Her sensitive nature has been a reminder that we can’t just expedite our feelings. There are some situations that require more intense contemplation and we can’t be so quick to say something isn’t a big deal.

They have tremendous capacity to care

Compassion abounds for sensitive kids. They are self-aware and have empathy in spades, and will likely channel their sensitivity to help others.

Sensitive kids have an acute sense of injustice and inequity that belies their years. They develop an early sense of moral outrage and righteousness. My daughter was deeply affected when she learned about the history of segregation in first grade. Oh, and I dare you to litter in front of her (even if that gum wrapper was, in fact, dropped on accident).

Her sensitivity tracks with her current career interests, which all reflect a capacity to care. Among the top contenders: trash collector, training service dogs, social worker, helping the homeless, and working with people with disabilities.

They are invested in making sense of the world

One productive way that sensitive kids can experience the world and begin to make sense of it is through the arts and humanities. Visits to museums and the library can yield compelling insights into how they’re understanding the world.

When it comes to reading, my daughter has shown a keen interest in non-fiction. She connects with the fact that people like Helen Keller were real people and has acknowledged the authenticity of their hardships and struggles.

We went to the art museum recently, walking the stately halls to journey to Mesopotamia, to colonial America and ancient Egypt. It reminded me that the humanities and arts help us to communicate and understand the world. It tells the full complexity of our human history and experience. The religious imagery, portraits of democracy, and scenes from the black experience begin to bear significance to sensitive kids who understand art as ways to communicate, celebrate and express.

Give them outlets

As a fellow sensitive person, I completely “get” my daughter.

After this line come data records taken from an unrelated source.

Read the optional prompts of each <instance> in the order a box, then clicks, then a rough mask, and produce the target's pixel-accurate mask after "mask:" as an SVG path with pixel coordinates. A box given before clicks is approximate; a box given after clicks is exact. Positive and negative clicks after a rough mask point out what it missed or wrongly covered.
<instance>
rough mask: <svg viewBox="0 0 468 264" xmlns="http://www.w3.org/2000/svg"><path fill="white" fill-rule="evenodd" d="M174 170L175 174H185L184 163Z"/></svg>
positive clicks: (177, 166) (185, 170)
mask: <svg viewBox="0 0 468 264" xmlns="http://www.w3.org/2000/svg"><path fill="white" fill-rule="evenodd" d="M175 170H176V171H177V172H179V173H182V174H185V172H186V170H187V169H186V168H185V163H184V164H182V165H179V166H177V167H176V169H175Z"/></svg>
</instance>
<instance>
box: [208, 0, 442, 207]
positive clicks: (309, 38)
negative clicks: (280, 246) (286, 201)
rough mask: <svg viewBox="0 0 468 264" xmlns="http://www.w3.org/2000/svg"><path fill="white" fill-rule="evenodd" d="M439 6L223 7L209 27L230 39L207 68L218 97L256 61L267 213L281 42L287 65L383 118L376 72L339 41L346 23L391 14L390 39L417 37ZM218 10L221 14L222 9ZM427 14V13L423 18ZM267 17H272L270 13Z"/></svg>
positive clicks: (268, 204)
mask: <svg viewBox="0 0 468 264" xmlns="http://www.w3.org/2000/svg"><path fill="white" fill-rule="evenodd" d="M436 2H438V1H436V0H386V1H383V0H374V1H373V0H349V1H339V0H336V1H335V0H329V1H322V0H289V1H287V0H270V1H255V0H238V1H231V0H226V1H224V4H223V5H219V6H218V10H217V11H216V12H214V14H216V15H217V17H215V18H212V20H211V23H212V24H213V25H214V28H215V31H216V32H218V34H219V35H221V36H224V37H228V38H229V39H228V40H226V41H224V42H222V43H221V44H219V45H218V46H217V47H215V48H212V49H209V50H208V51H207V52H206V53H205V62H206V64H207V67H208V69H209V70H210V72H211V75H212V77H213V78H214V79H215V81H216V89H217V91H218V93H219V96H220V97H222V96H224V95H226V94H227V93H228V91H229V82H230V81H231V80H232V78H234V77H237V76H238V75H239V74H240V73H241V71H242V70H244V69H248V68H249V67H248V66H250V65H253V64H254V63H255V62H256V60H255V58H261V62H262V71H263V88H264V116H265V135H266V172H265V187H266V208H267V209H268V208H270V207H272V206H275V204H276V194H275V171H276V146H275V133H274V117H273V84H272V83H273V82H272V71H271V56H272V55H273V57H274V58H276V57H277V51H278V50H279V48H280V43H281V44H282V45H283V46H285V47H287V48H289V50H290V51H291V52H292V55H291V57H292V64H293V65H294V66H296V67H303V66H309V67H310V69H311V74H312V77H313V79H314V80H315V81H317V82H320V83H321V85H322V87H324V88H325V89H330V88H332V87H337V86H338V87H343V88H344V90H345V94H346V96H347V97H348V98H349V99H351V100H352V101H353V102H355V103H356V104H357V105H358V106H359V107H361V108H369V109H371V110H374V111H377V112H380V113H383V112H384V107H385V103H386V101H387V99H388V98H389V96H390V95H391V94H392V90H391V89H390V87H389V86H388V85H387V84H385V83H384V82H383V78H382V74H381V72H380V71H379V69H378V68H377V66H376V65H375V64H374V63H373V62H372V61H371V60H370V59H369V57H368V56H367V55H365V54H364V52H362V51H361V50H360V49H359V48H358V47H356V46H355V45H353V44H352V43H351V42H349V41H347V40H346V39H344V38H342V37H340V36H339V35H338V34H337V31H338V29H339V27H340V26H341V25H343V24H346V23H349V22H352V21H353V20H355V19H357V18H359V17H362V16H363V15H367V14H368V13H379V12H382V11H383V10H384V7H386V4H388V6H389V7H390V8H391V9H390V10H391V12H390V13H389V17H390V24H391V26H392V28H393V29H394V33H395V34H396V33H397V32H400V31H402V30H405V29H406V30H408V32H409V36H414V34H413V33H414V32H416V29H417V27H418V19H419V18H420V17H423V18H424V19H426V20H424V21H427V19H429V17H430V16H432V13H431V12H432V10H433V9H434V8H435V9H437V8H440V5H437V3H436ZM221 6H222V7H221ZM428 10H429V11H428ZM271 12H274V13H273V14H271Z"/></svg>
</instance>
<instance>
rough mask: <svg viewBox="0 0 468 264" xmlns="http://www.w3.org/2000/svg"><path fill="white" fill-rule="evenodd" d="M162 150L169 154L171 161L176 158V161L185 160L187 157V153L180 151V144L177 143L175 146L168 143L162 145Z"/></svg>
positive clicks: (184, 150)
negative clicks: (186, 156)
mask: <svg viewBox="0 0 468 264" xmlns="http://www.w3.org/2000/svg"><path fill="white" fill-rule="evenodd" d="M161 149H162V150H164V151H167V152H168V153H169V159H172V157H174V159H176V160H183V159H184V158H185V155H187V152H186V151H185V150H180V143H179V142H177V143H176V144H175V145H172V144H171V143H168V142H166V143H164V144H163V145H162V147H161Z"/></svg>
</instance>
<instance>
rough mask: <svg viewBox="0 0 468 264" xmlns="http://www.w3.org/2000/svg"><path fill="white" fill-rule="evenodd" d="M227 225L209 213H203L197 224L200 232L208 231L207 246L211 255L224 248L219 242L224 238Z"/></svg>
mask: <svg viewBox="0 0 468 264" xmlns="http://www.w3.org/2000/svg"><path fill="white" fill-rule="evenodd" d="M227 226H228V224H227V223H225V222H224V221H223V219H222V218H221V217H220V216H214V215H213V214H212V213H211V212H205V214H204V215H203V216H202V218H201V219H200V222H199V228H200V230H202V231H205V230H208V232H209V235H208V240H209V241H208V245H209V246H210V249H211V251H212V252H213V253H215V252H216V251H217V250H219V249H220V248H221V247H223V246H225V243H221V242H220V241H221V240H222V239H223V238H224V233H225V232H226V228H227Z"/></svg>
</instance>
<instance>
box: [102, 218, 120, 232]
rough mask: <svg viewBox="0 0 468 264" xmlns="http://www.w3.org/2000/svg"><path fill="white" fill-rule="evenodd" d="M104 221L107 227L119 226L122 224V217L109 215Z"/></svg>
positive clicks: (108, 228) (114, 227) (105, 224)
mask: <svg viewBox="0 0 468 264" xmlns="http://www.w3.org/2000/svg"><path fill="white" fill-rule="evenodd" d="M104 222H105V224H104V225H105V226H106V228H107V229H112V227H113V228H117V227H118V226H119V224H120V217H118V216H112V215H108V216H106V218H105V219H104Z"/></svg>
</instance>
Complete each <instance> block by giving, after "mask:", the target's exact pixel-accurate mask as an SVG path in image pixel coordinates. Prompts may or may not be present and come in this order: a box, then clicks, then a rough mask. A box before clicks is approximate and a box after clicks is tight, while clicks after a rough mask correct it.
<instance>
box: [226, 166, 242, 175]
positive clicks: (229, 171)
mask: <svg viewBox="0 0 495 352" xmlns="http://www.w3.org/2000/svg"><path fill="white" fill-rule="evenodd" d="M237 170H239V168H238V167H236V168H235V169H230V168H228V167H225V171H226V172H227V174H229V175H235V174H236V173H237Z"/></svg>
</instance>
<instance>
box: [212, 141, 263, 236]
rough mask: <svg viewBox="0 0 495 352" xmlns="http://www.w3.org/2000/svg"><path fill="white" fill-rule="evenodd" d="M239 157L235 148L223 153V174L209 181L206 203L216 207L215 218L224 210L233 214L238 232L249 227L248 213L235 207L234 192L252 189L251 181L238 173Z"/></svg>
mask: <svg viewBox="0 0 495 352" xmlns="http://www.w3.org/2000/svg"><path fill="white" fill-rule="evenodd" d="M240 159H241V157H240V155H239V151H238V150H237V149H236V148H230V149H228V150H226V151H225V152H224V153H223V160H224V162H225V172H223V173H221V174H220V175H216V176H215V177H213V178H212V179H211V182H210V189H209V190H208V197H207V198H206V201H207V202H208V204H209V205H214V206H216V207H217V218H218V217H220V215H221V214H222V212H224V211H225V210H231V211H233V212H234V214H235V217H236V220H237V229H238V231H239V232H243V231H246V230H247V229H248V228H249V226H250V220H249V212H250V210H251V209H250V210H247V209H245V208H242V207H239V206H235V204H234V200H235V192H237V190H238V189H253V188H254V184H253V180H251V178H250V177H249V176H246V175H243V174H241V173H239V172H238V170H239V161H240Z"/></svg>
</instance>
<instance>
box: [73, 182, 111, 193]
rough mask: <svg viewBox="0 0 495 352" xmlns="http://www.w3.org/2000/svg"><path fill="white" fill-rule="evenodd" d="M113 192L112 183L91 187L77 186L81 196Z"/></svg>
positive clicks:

There is a form of mother/daughter osmosis with understanding many of her feelings. However, I don’t have all the answers and some days, even my patience runs thin. But I do have the benefit of knowing what I would have liked or needed when I was a sensitive kid: that my feelings are valid, having the space and outlets to express myself, and support to harness it into something productive.

So let’s broaden our understanding of sensitive kids. Rather than dismissing or invalidating sensitivity as dramatic, overblown, and inconvenient, it’s vital that we cultivate the truth that they feel because they care deeply for friends, family, and our broader world.

And that’s a quality we should celebrate in all of our kids.